Struggling with this....

68 replies

FoxyCleo12 · 09/07/2023 12:25

Just looking for some outside perspective. I'm 50, separated in 2016. Have 4 boys, three grown and living independently, we are all close. Met a guy online 2 years ago, we hit it off hugely. He's an hour away from me but that didn't get in the way really. For first year we met every two weeks, I really wasn't sure that he wasn't seeing other people but I didn't feel it was serious so I wasn't jumping up and down about it. We developed strong feelings for each other and had a chat, decided to be exclusive. I had to push strongly for extra time with him, which is one week night. He's self employed and works every hour god sends. I should point out that he has gone through a very bad separation and divorce, his ex is toxic. He has three beautiful kids and he provides for them so much, way more than would be normal. Anyway, he's a great dad.

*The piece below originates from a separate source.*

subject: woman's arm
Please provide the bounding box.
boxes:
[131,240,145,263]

Here's the kicker. I love him and he loves me, I know he does because I can feel it from him. However, I'm at a point now where I'm concerned for myself and don't know if it would be best to end it. He's met my two eldest kids and they get on great, only met a handful of times and we all spent last christmas together, he travelled up to my place for dinner (after Xmas morning with his kids at his ex's place) and it went brilliantly. Since then, we have definitely been closer. BUT his kids don't know he's in a relationship (despite being separated 5 years). He says his ex uses every chance to belittle and disrespect him to their kids - she's very volatile and seems quite controlling - and I feel like he's a little scared of her when it comes to the kids in terms of damaging his relationship with them. For context, they are 17, 13 and 10. My name isn't saved in his phone because his kids would see it and he doesn't want to have to tell them. That hurts me I'll be honest. That's not all though. I've never met a friend of his or any family member. His family live a 3 hour drive from him and he has only seen them a few times a year and he has brought his kids so that's me out of the equation. He doesn't go out much with friends at all, twice or three times a year at the very most and that's been up the country.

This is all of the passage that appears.